Les établissements qui proposent une carte bancaire en bois (et le compte courant qui va avec) sont des “néobanques vertes”, qui sont en réalité des agents prestataires de service de paiement. Concrètement, cela signifie que ces acteurs ne peuvent pas utiliser directement l’argent confié (quel que soit le compte utilisé : épargne ou courant). Ils ouvrent alors un compte de cantonnement dans un établissement de crédit, en l’occurrence une banque traditionnelle, qui décide de l’orientation réelle de l’argent. Ainsi, quelle que soit la promesse des “néobanques vertes”, ce ne sont pas elles qui décident des projets financés ; ce sont des intermédiaires. (L’ACPR a d’ailleurs interdit l’usage du terme “néobanque” qui prête à confusion.)
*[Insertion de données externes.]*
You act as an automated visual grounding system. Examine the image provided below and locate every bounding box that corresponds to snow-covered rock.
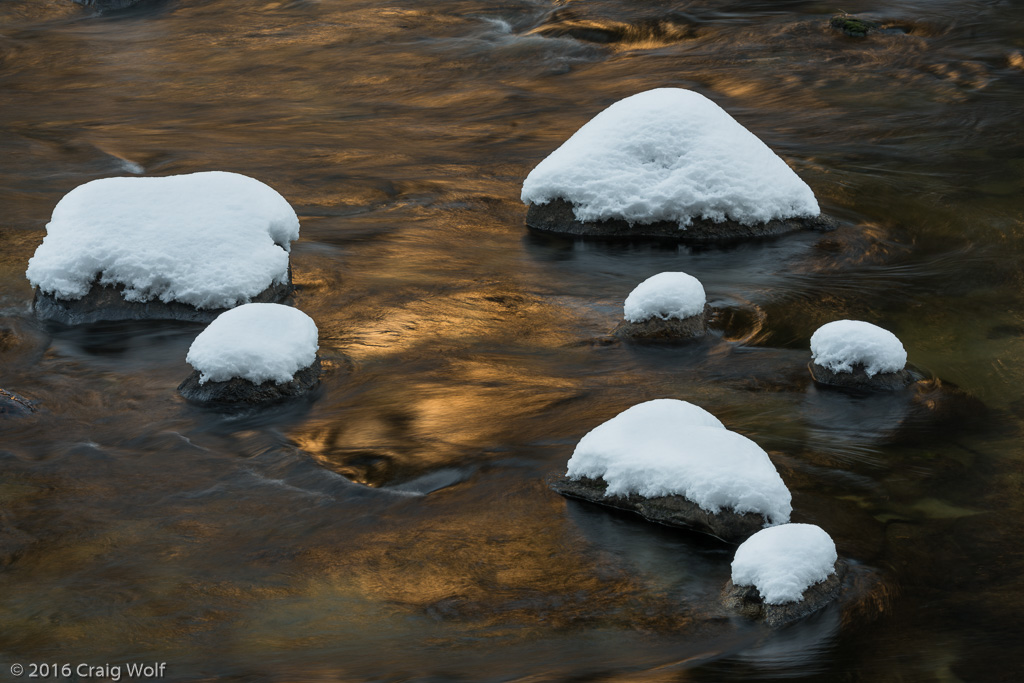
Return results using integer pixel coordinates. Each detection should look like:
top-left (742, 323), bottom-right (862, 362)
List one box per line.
top-left (811, 321), bottom-right (910, 389)
top-left (623, 272), bottom-right (708, 323)
top-left (732, 524), bottom-right (839, 605)
top-left (178, 303), bottom-right (319, 402)
top-left (612, 272), bottom-right (708, 341)
top-left (26, 171), bottom-right (299, 323)
top-left (552, 399), bottom-right (793, 541)
top-left (725, 524), bottom-right (842, 626)
top-left (521, 88), bottom-right (820, 240)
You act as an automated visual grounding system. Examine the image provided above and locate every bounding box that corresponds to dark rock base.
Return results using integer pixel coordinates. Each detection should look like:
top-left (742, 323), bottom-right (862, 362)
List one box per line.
top-left (808, 360), bottom-right (913, 391)
top-left (526, 200), bottom-right (837, 244)
top-left (549, 476), bottom-right (765, 544)
top-left (611, 305), bottom-right (711, 342)
top-left (828, 14), bottom-right (882, 38)
top-left (33, 271), bottom-right (295, 325)
top-left (0, 389), bottom-right (36, 418)
top-left (178, 358), bottom-right (322, 409)
top-left (722, 560), bottom-right (846, 629)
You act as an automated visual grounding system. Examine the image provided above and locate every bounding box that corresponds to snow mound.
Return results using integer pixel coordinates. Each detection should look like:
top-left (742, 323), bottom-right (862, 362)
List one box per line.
top-left (732, 524), bottom-right (838, 605)
top-left (566, 398), bottom-right (793, 524)
top-left (623, 272), bottom-right (708, 323)
top-left (811, 321), bottom-right (906, 377)
top-left (522, 88), bottom-right (820, 227)
top-left (26, 171), bottom-right (299, 308)
top-left (185, 303), bottom-right (319, 384)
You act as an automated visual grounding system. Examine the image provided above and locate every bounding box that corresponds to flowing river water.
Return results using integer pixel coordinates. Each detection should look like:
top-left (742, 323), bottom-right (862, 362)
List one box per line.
top-left (0, 0), bottom-right (1024, 683)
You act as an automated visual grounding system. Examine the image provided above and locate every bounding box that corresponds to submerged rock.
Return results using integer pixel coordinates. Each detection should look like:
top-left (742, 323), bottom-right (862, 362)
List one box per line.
top-left (0, 389), bottom-right (36, 418)
top-left (178, 303), bottom-right (321, 405)
top-left (74, 0), bottom-right (154, 12)
top-left (722, 524), bottom-right (845, 627)
top-left (33, 268), bottom-right (295, 325)
top-left (526, 199), bottom-right (838, 244)
top-left (520, 88), bottom-right (829, 242)
top-left (611, 271), bottom-right (710, 341)
top-left (809, 321), bottom-right (913, 391)
top-left (551, 398), bottom-right (793, 543)
top-left (722, 560), bottom-right (847, 628)
top-left (828, 13), bottom-right (882, 38)
top-left (178, 358), bottom-right (323, 408)
top-left (807, 361), bottom-right (913, 391)
top-left (549, 476), bottom-right (765, 543)
top-left (611, 305), bottom-right (711, 342)
top-left (26, 171), bottom-right (299, 325)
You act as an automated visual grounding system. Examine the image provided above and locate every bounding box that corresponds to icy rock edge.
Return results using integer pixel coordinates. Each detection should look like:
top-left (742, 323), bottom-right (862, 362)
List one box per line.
top-left (611, 272), bottom-right (711, 342)
top-left (549, 398), bottom-right (793, 543)
top-left (521, 88), bottom-right (836, 243)
top-left (178, 303), bottom-right (322, 408)
top-left (722, 524), bottom-right (847, 628)
top-left (26, 171), bottom-right (299, 325)
top-left (808, 321), bottom-right (913, 391)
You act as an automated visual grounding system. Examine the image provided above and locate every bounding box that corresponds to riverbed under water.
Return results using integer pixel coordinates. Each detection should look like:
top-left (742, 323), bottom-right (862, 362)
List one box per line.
top-left (0, 0), bottom-right (1024, 683)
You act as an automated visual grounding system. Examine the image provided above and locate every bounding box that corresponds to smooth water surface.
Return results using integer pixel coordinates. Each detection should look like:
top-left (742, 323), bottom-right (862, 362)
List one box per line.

→ En savoir plus sur les néobanques
Tant qu’elles seront uniquement proposées par des intermédiaires sans réel pouvoir sur l’orientation de l’argent, les cartes bancaires en bois ne changeront pas beaucoup plus le monde que les cartes en plastique – si on met de côté leur éco-conception. Dans ce cas, quel compte choisir pour avoir un réel impact sur l’environnement ?
Ce qui compte vraiment : un compte épargne dans une banque durable
Des vraies alternatives existent pour une finance responsable. Ce ne sont pas (encore) des solutions miracles mais elles permettent d’ouvrir des comptes épargne écolos dans un établissement bancaire réellement engagé.
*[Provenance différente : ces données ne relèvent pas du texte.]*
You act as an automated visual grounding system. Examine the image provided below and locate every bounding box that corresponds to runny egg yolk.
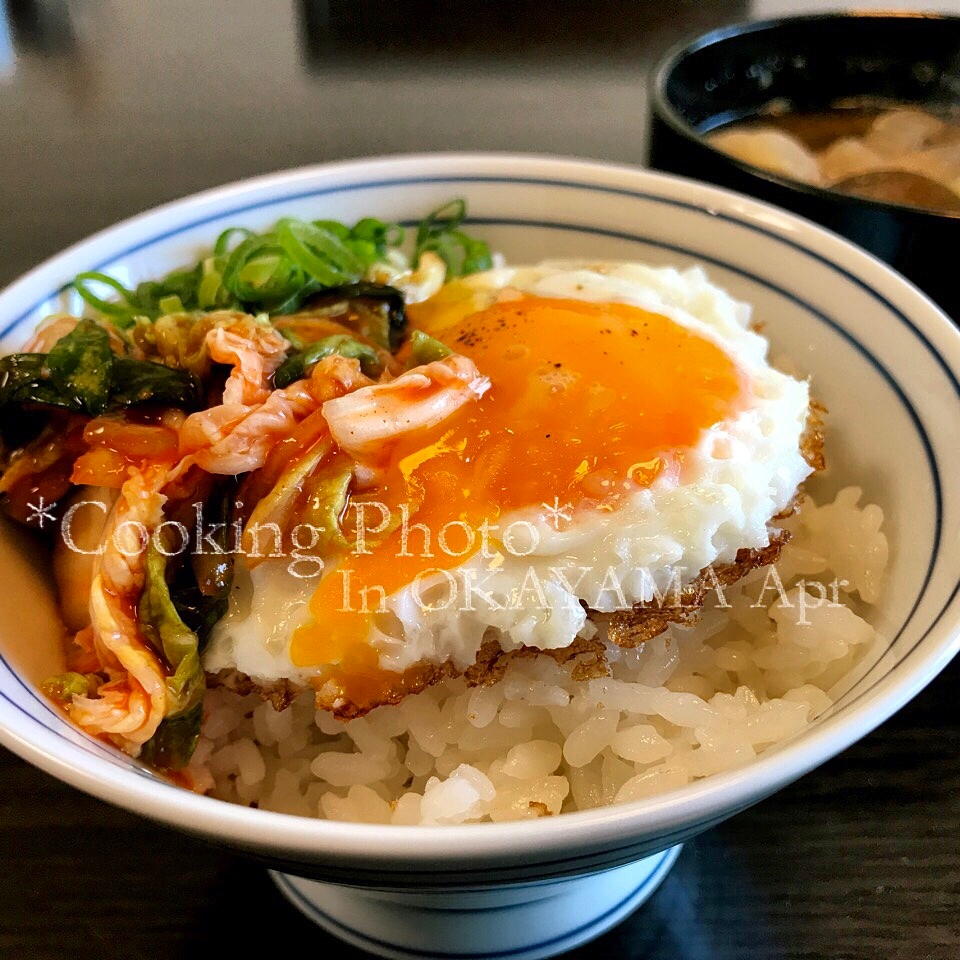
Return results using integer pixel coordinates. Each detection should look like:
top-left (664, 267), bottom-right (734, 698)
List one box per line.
top-left (290, 294), bottom-right (745, 708)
Compte courant ou compte épargne : quel impact sur l’environnement ?
L’argent épargné est plus stable que l’argent liquide sur les comptes courants, sans oublier que les français ont 7 fois plus d’argent sur leur compte épargne que sur leur compte courant (source : L’épargne des ménages T1 2022 – Banque de France). C’est donc principalement sur l’argent placé sur des comptes épargne que les banques se basent pour accorder des crédits, selon leurs valeurs et leurs engagements. Changer de banque pour son compte épargne a donc plus d’impact sur l’environnement que l’ouverture d’un compte courant.
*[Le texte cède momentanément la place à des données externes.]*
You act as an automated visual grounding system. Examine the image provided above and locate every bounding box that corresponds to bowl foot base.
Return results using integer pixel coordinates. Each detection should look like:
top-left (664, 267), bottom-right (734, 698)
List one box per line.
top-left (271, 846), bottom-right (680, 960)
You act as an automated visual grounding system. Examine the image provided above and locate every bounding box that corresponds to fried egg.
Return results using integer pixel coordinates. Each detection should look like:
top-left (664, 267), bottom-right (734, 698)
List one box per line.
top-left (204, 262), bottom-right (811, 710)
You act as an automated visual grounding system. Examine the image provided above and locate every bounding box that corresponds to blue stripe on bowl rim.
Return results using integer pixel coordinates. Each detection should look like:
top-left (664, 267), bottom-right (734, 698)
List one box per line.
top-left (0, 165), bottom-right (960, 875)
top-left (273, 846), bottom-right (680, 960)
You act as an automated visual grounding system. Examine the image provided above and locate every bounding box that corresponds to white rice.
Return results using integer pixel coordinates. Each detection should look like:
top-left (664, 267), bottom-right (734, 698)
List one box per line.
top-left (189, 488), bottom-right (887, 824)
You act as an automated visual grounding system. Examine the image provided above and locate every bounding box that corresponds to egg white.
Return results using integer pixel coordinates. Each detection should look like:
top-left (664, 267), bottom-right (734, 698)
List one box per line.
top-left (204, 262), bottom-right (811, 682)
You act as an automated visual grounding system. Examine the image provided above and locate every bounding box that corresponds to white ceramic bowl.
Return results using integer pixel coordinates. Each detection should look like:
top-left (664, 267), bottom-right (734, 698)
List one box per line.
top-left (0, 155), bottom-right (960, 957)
À noter : il est possible d’avoir plusieurs banques ; en attendant le lancement d’un compte courant à la Nef, vous pouvez ouvrir un compte épargne chez nous et conserver votre compte courant actuel.
La Nef : notre projet de banque verte
Depuis sa création sous forme coopérative en 1988, la Nef finance exclusivement des projets inscrits à forte plus-value écologique, sociale et culturelle. En 2022, une majorité des projets financés étaient d’ailleurs engagés pour l’environnement (54%). Pour prouver que l’argent épargné sert uniquement à financer des projets à impact, la Nef publie chaque année la liste intégrale des crédits accordés (à retrouver ici).
Aujourd’hui, la Nef est un établissement de crédit spécialisé, qui dispose des agréments bancaires pour collecter de l’épargne et du capital et réaliser des activités de prêts auprès de sa clientèle. Notre objectif est de devenir une banque verte et solidaire pour accompagner les porteurs de projet engagés et permettre à nos clients de mettre tous leurs comptes chez une seule et même banque. Alors peut-être qu’un jour, nous aussi on proposera des comptes courants avec des cartes bancaires en bois. À la différence près que chez nous, la promesse vendue avec le produit sera tenue : financer réellement et de manière transparente les projets de la transition.
Le problème principal aujourd’hui n’est pas de savoir en quelle matière est faite votre carte bancaire (bois, plastique…) mais surtout de savoir à quoi sert votre argent. En fait, on attend (et on espère) le jour où des cartes bancaires en bois, des cartes éco-conçues, des cartes durables, permettront une finance vraiment éthique et 100% transparente. D’ici-là, vous n’avez pas besoin de carte bancaire pour changer le monde : l’important, c’est votre épargne.
→ Découvrir l’épargne à la Nef
*Même si techniquement, les cartes en question sont plutôt du bois de cerisier.